Situation vor deutschen Gerichten 

Außergerichtlicher Vergleich zwischen dem deutschen Verbraucherverband vzbv und dem VW-Konzern (Ende April 2020): Dies folgt auf eine vom vzbv eingereichte Musterklage. Von dieser Vereinbarung profitieren jedoch nur (i) Verbraucher, die sich dieser Sammelklage durch Eintragung in das Gerichtsregister angeschlossen haben, (ii) die ihr Auto vor dem 31. Dezember 2015 gekauft haben und (iii) zum Zeitpunkt des Kaufs ihren Wohnsitz in Deutschland hatten. Der deutsche Verband bedauert, dass Verbraucher aus anderen europäischen Ländern nicht davon profitieren können, aber VW lehnte dies entschieden ab mit dem Argument, dass nur deutsches Recht zur Anwendung käme, das für Verbraucher aus anderen Ländern nicht anwendbar sei.

MyRight/Financialright-Sammelklage: Hierbei handelt es sich nicht um eine "Musterklage", sondern um die Abtretung von Verbraucheransprüchen (gegen VW als Folge der Manipulation der NOx-Emissionen) an die Anwaltskanzlei Hausfeld. Die Klage wurde vor dem Gericht in Braunschweig eingereicht, als Standort des VW-Hauptsitzes. An dieser Aktion nehmen Verbraucher aus Slowenien und der Schweiz sowie einige in Luxemburg ansässige Personen teil. VW stellt die Gültigkeit von Vertretungsvollmachten nicht-deutscher Verbraucher in Frage. Das Gericht wird darüber zu entscheiden haben, bevor das Verfahren fortgesetzt werden kann.

Verfahren vor dem Bundesgerichtshof (BGH): Der BGH wird über zwei grundsätzliche Fragen zu entscheiden haben, die bereits in unzähligen Einzelfällen vor zahlreichen Landes- und Oberlandesgerichten entschieden wurden: (i) Hat VW die Käufer vorsätzlich und sittenwidrig getäuscht (§ 826 BGB sittenwidrige Schädigung)? (ii) Erhält der Autobauer eine Entschädigung für die Nutzung des Fahrzeugs? Die erste Anhörung, die für den 5. Mai anberaumt wurde, dürfte bereits wichtige rechtliche Hinweise für die Zukunft liefern. 
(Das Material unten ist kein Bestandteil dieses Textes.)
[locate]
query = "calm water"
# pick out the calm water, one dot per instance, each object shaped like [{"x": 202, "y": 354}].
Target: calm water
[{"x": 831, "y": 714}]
Und wie ist der Stand in Luxemburg? 

Wir haben immer noch kein Gesetz, das es u.a. der ULC erlauben würde, Sammelklagen zu erheben, wie dies in vielen anderen europäischen Ländern längst der Fall ist. Wir warten immer noch auf einen Gesetzesvorschlag. In Deutschland wurde das Gesetz über die Musterfeststellungsklage nach den Ereignissen, die dem Verfahren gegen VW zugrunde lagen, verabschiedet, und es wurde politisch alles getan, um sicherzustellen, dass dieses Gesetz vor Ablauf der dreijährigen Verjährungsfrist für Gerichtsverfahren in Kraft treten konnte. Wie wird unser künftiges Gesetz aussehen?   

Vor dem Bezirksgericht von und in Luxemburg sind seit fast zwei Jahren vier einzelne, aber zusammengefasste Fälle anhängig. Wie überall haben die Anwälte der Angeklagten (Händler/Losch-Importeur/VW-AUDI) ihr Möglichstes getan, um die Verfahren zu verzögern, indem sie sich zunächst auf die Unzulässigkeit beriefen, insbesondere weil es sich um eine illegale, verschleierte Gruppenklage von ULC handeln würde, und dann, nachdem sie diese erste Schlacht verloren hatten, systematische Verschiebungen für ihre Schlussfolgerungen beantragten. 

Die letzte vom Gericht gewährte Frist läuft Mitte Mai ab. Gäbe es nicht die Covid-19-Pandemie, hätten wir gehofft, noch vor der Sommerpause ein Urteil zu erhalten. Doch nun erscheint jede Prognose eines Zeitplans gewagt. 

Die gute Nachricht, falls es eine gibt, ist, dass wir eine zehnjährige Verjährungsfrist für vertragliche, außervertragliche oder gemischte Klagen gegen Händler haben, die logischerweise erst im September 2015 begann, als der VW-Betrug bekannt wurde. Auch wenn es viel Geduld erfordert, wird die Position von VW, dass nichts Illegales begangen wurde und dass es keinen Schaden gibt, immer brüchiger. 

Intern diskutieren wir darüber, was unsere nächsten Initiativen sein könnten, insbesondere wenn das Bezirksgericht zugunsten der Kläger entscheiden sollte. Einige Wege werden derzeit geprüft, darunter der Einsatz des europäischen Verfahrens für geringfügige Forderungen bei grenzüberschreitenden Streitigkeiten, bei denen der Streitwert 5.000 € nicht übersteigt.